My latest post on the Times of Israel….

Today marks my eighth Yom HaShoah since I moved to Israel.  I don’t have any recollection of at least six of them.  To me, Yom Hazikaron is the “big siren” and Yom Hashoah is the lesser one.  I never decided to feel this way but in a country where it sometimes feels like you can never escape the Holocaust, that it’s part of our ethos, and when we have both the Israeli and the international remembrance day to focus on, it has been hard for me to find the right level of caring and emotion when Yom HaShoah comes around.

After visiting Yad Vashem several times over the years, a time would come when I’d wait for my group in the cafe at the end.  Or if a survivor came to speak to a conference I was staffing, I’d find a convenient reason to leave the room and work on something else.  After all, I’d heard survivors before.  I’d visited Yad Vashem.  Can anyone really question my commitment to the Jewish people and how deeply I have internalized the biggest tragedy to befall the Jewish people, at least in the last 2000 years?

I decided this past week that maybe it was time for an attitude change.  A few days ago, I started reading “My Promised Land” by Ari Shavit.  When laying out the case for Zionism, he tells the stories of a few Holocaust survivors who eventually made their way to Israel.  One Lithuanian boy named Erik was taken from his home and thrown into the ghetto.  To make a long story short, he was smuggled out of a sweatshop in a sack, lived in secrecy in a tiny room barely big enough to move, lost all of his extended family, watched his parents suffer, escaped and traveled from country to country to country throughout Europe, living a lifetime’s worth of nightmares as a child before eventually arriving in Palestine.  That man is now known as Aharon Barak, former head of Israel’s Supreme Court and one of the country’s most brilliant legal minds.  How many more influential figures have helped build and mold this country, their tortured pasts completely unbeknownst to so many of us?

Last night, I attended a Yom HaShoah ceremony in Tel Aviv sponsored by the Israel Forever Foundation, Nefesh B’Nefesh, and Adopt-a-Safta, a cause committed to providing support for so many survivors in Israel who are living a life of poverty and loneliness.  Reading the stories of Aharon Barak and many others touched me and made me realize that I cannot enjoy the miracle of living in this country without recognizing the unspeakable tragedies that the victims of the Holocaust experienced.
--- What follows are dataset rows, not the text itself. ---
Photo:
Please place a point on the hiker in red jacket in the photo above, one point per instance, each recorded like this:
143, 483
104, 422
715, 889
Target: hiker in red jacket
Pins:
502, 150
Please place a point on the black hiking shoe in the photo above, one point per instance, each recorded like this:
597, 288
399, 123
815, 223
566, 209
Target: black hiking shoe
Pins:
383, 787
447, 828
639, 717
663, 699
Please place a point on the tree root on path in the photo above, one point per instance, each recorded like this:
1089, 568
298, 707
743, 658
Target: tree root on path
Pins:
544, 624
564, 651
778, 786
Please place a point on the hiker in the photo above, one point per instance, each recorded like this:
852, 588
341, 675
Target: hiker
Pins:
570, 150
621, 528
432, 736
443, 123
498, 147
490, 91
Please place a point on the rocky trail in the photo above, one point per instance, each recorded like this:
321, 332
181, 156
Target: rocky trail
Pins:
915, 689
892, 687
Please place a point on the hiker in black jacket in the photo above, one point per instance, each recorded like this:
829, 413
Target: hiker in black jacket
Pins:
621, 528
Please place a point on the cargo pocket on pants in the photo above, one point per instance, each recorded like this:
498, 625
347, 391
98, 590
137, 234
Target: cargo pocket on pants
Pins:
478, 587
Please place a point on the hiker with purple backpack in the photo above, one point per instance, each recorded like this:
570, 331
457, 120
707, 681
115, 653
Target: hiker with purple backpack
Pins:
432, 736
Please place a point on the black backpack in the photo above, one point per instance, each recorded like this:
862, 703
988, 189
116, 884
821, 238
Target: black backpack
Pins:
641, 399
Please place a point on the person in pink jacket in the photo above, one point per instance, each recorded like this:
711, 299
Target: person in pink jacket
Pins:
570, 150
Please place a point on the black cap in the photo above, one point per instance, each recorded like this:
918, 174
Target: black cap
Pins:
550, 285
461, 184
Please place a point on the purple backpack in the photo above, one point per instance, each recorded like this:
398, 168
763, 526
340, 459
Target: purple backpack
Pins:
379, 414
With apologies for the light-hearted reference, there is an episode of “Seinfeld” where Jerry reveals an intimate detail to George and then tells him he’s not in the mood to tell the full story.  George says to Jerry, “You’re not in the mood? Well you get in the mood!”  I have spent the last few years not in the mood to hear more about the Holocaust than I had to.  Before I heard the testimony last night from survivor Zeni Rosenstein, I told myself, “you’re not in the mood?  Well, you get in the mood.”  It’s not pleasant to hear about the Holocaust.  Boo hoo, too damn bad.  The survivors may have survived, but they have to carry the hellish memories with them every day.  If I “have” to sit through yet another testimonial, so be it.  If experiencing some discomfort is the price I have to pay for my freedom as a human being and Jew, I am the luckiest man in the world.

May the souls of the victims be bound in the bond of everlasting life.